Start with Originals.txt and the total income is $58,502.23:
Start with Prequels.txt and the total income is just $11,500!
So what happened? In the first case, Tableau understood the data type to be a decimal value (because the first values in the first file were decimal) and so all values came through. In the second case, Tableau understood the value to be whole (integer) and any subsequent decimal values came through as NULL!
Bottom Line #1: To avoid this landmine, double check your data. You can simply change the data type (even in the data connection screen, using the icon – the hash sign for number – for the data type) to tell Tableau specifically how to read values. Setting it to Number (Decimal) fixes the problem:
Bottom Line #2: This conclusively settles the debate. Start with the originals, then the prequels (if you must), then the sequels.
3. Fields where almost every value is a whole number
This landmine can remain hidden and blow up when you least expect it. It’s very similar to the above issue, in that it occurs when most values are whole numbers, but you have a few decimals. In this case, it can occur with a single file data source because Tableau will sample the top n rows of data to determine the data type. If all it sees are whole numbers, decimals later on will come in as NULL (similar to above).
Bottom Line: Double check your values. Change data type manually if needed.
I’m certain there are other landmines out there. Which ones have you encountered?

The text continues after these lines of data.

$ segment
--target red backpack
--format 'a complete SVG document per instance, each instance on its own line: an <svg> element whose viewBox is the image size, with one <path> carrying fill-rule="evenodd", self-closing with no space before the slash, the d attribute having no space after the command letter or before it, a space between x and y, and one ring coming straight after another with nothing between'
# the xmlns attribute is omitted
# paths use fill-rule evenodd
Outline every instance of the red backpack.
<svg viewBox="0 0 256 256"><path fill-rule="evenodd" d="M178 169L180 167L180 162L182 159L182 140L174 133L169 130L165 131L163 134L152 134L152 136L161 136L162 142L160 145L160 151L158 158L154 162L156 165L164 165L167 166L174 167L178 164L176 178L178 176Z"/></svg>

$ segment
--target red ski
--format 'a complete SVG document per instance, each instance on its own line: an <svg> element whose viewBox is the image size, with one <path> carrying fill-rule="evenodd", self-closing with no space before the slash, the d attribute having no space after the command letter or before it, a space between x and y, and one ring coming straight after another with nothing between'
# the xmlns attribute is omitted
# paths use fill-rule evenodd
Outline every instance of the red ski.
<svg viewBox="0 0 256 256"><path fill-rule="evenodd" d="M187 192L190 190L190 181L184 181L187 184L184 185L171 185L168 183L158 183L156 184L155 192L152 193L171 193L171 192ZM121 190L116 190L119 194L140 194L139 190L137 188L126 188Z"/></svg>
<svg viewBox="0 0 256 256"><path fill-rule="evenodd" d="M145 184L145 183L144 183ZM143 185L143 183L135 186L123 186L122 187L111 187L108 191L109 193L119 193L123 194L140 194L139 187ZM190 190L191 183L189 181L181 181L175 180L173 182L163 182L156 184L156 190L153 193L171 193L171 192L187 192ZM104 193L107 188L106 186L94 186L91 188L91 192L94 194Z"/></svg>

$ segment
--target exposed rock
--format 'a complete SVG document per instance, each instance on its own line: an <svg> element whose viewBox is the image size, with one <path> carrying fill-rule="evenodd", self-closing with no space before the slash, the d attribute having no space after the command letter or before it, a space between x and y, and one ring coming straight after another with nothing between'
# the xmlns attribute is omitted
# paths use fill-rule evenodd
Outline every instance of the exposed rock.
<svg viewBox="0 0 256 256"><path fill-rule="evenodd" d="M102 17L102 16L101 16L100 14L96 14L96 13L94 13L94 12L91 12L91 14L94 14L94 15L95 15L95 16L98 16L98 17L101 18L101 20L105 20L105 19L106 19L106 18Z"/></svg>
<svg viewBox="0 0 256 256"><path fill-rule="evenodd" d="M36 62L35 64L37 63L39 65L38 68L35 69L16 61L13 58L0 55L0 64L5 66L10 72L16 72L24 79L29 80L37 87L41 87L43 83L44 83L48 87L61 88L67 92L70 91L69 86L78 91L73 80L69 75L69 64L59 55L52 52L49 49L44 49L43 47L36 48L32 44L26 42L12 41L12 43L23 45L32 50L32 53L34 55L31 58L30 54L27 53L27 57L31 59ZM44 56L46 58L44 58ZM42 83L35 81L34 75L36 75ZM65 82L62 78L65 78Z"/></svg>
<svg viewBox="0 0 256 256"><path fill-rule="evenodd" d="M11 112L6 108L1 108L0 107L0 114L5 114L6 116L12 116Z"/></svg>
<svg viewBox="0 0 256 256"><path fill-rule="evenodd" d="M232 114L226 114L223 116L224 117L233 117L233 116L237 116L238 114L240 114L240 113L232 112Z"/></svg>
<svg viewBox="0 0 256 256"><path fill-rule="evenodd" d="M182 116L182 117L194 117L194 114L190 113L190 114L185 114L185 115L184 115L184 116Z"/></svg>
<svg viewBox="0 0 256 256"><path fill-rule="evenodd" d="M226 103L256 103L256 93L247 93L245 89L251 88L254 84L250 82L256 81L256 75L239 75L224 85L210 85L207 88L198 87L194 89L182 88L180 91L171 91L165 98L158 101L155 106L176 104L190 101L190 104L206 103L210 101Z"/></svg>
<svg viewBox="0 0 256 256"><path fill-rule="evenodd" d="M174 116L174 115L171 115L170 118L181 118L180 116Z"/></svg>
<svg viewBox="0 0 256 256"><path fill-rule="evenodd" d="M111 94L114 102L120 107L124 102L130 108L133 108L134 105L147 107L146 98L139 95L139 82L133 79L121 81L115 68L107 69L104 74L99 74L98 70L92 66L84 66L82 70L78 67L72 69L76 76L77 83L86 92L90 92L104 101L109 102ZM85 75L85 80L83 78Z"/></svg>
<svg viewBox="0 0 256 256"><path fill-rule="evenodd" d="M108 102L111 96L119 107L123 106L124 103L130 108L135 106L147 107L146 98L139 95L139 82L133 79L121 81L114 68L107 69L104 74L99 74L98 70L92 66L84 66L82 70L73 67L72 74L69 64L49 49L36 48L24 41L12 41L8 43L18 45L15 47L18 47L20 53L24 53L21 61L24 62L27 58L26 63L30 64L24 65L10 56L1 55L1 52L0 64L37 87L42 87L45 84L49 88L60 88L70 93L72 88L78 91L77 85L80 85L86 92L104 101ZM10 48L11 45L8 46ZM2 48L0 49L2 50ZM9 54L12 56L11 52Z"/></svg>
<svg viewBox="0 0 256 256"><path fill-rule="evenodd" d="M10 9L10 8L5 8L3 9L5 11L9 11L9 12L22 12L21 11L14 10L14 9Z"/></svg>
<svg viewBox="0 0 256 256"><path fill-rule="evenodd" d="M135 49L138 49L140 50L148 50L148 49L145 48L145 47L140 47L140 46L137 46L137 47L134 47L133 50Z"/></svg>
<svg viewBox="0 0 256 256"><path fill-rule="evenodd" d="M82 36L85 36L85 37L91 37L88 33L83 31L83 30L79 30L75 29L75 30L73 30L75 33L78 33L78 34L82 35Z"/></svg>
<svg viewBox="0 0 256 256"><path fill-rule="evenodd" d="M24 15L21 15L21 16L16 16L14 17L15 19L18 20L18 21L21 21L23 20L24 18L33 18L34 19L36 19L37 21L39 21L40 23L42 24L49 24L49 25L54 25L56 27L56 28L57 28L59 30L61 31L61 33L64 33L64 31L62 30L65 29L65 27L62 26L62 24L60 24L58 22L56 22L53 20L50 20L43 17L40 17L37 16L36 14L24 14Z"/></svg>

Share your war stories in the comments below!
hi josh — great post and I also watched your you tube state of the unions webinar on unions which was very helpful.
Question regarding union of files like Peter’s monthly sales in your webinar where the data is formatted the same but varies by date or time period.
I want to union these files so I can now have one data viz showing changes in sales by month (ie a bar chart with Jan, Feb, Mar, etc) as x axis labels.
Do I need to add a column to each of my original files with the time period (ie for the data from March 2015 add a column called Date and each field would be March 2015?)
Or can I somehow use the new fields that tableau creates during the union process?
Thanks! and rew @ agxmarketing . com
Thanks! You can indeed use those fields! For example, if the the files were named something like 2016-01.csv, then you could use something like DATEPARSE(‘yyyy-MM’, [Table Name]) to get the date. Hope that helps!
Hi! Sometimes when most of values are Integer and some values String – Tableau shows GENERAL as values when String is chosen as column type… Or when most values are string and some of them are integer and you choose Integer… I could not find this GENERAL value descriptions in forums. Could you? Thank you, Den
I have encountered number 3. I had a column with some decimals and whole numbers. Tableau 10.4 was rounding up the values to 1. I made a csv version of the file and imported that instead. There were no issues with the CSV file. I would recommend using csv files instead of excel files because there seems to be issues with importing Excel files.